Discussion Addition of the optic nerve, assessed by OCT, as a fifth region in the current DIS criteria improves diagnostic performance by increasing sensitivity without lowering specificity.

Classification of Evidence This study provides Class II evidence that adding the optic nerve as determined by OCT as a fifth DIS criterion to the 2017 McDonald criteria improves diagnostic accuracy.

Glossary

ART=
automatic real-time tracking;
AUC=
area under the curve;
CIS=
clinically isolated syndrome;
DIS=
dissemination in space;
DIT=
dissemination in time;
DMT=
disease-modifying treatments;
GCIPL=
ganglion cell and inner plexiform layer;
HR=
hazard ratio;
MS=
multiple sclerosis;
NPV=
negative predictive value;
OCB=
oligoclonal bands;
OCT=
optical coherence tomography;
ON=
optic neuritis;
PPV=
positive predictive value;
pRNFL=
peripapillary retinal nerve fiber layer;
VEP=
visual evoked potentials

Diagnosis of multiple sclerosis (MS) requires proof of dissemination in space (DIS) and time (DIT).1 While the presence of at least one clinical symptom typical of a CNS demyelinating lesion remains a prerequisite, diagnostic criteria for MS have evolved by using paraclinical investigations such as MRI and CSF analysis to provide a faster and more accurate diagnosis and, thus, enable earlier initiation of disease-modifying treatments (DMT).2,-,4 Optic neuritis (ON) is a typical manifestation of MS, constituting the initial symptom in about a quarter of cases.5 ON results in neuroaxonal damage to the optic nerve, measurable by optical coherence tomography (OCT) as reduced thickness of peripapillary retinal nerve fiber layer (pRNFL) and macular ganglion cell and inner plexiform layer (GCIPL).6,7 A further 10%–30% of patients with a clinically isolated syndrome (CIS) other than ON display signs of asymptomatic involvement of the optic nerve.5,8,9 There is now mounting evidence that interocular asymmetry in OCT provides highly sensitive, accurate, and reproducible detection of retinal atrophy as a result of MS-associated ON.7,10,-,18 Hence, OCT offers an intriguing method to objectify a history of clinical or subclinical optic nerve involvement in this context.19 In 2016, the Magnetic Resonance Imaging in MS (MAGNIMS) group recommended the inclusion of the optic nerve as an additional region for demonstrating DIS in McDonald criteria, established either clinically or paraclinically by MRI, OCT, or visual evoked potentials (VEP).5,8,9,20 However, evidence was deemed insufficient, and thus, the optic nerve was not incorporated into the 2017 version of the McDonald criteria.4 Since then, studies have evaluated the diagnostic performance of adding the optic nerve as a new region in DIS criteria using various combinations of clinical assessment, MRI, and VEP for determining optic nerve involvement.9,21,22 However, studies using OCT are currently lacking.

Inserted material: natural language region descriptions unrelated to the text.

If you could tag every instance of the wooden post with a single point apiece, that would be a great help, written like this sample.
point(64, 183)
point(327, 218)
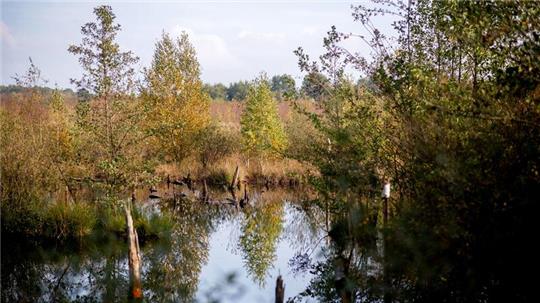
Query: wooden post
point(280, 290)
point(235, 177)
point(134, 257)
point(205, 191)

Here, we aimed to investigate the primary research question whether adding the optic nerve as determined by OCT as a fifth DIS criterion to the 2017 McDonald criteria improves diagnostic accuracy in a well-characterized cohort of patients with a first demyelinating event.

Methods

For this study, patients were retrospectively identified from an ongoing prospective observational cohort study of patients with a first demyelinating event recruited between 2014 and 2022 at the Departments of Neurology of the Medical Universities of Vienna and Innsbruck. In brief, baseline visit was conducted ≤180 days since occurrence of first clinical symptom and comprised complete clinical diagnostic workup including cerebral and spinal cord MRI, OCT, and diagnostic lumbar puncture.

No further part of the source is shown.